Si la struc­ture du réc­it s’articule autour d’un groupe de per­son­nages (comme Capra le fera l’année suiv­ante dans l’enjoué Vous ne l’emporterez pas avec vous), don­nant par­fois le sen­ti­ment qu’il n’existe aucune hiérar­chie des enjeux – ce qui a pour défaut d’amoindrir par­fois l’allégorie poli­tique –, Les Hori­zons per­dus trou­ve pour­tant sa prin­ci­pale incar­na­tion dans le per­son­nage du diplo­mate rescapé Robert Con­way. Partagé entre l’enthousiasme que lui inspire cet endroit accueil­lant, l’admiration qu’il porte pour le Grand Lama – le leader de cette com­mu­nauté prêt à pass­er la main compte tenu de son grand âge – et la défi­ance de son frère George, lui aus­si sur­vivant, à l’égard de ce lieu trop beau pour ne pas être un piège, Robert Con­way doit faire un choix idéologique et le relay­er par des actes. Éter­nel dilemme auquel sont con­fron­tés bon nom­bre de héros issus des films de Capra (le plus bel exem­ple étant celui de L’Homme de la rue, devenu le sym­bole d’une lutte sociale, prêt à mourir pour obéir aux règles de l’in­car­na­tion), le diplo­mate sait aus­si qu’en restant indéfin­i­ment dans cet éden, il privera le reste du monde de ce témoignage por­teur d’espoir.

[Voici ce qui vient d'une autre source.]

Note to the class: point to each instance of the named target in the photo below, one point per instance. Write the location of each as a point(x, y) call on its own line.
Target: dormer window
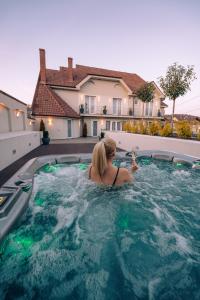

Pes­simiste dans l’âme, la plu­part de ses films n’étant que des anti­dotes au dés­espoir, Frank Capra renonce pour­tant à devenir idéo­logue en esti­mant que l’hu­man­ité n’est finale­ment pas en mesure de se don­ner la chance du bon­heur : cette val­lée fer­tile et pais­i­ble doit-elle rester une sorte de par­adis per­du et oublié ? C’est ce que sem­ble sug­gér­er l’étrange con­clu­sion de ces Hori­zons per­dus car la chaîne est rompue, l’aventure vécue par notre groupe de per­son­nages ne devenant plus qu’une vague rumeur à laque­lle cha­cun peut con­tin­uer de croire… ou pas.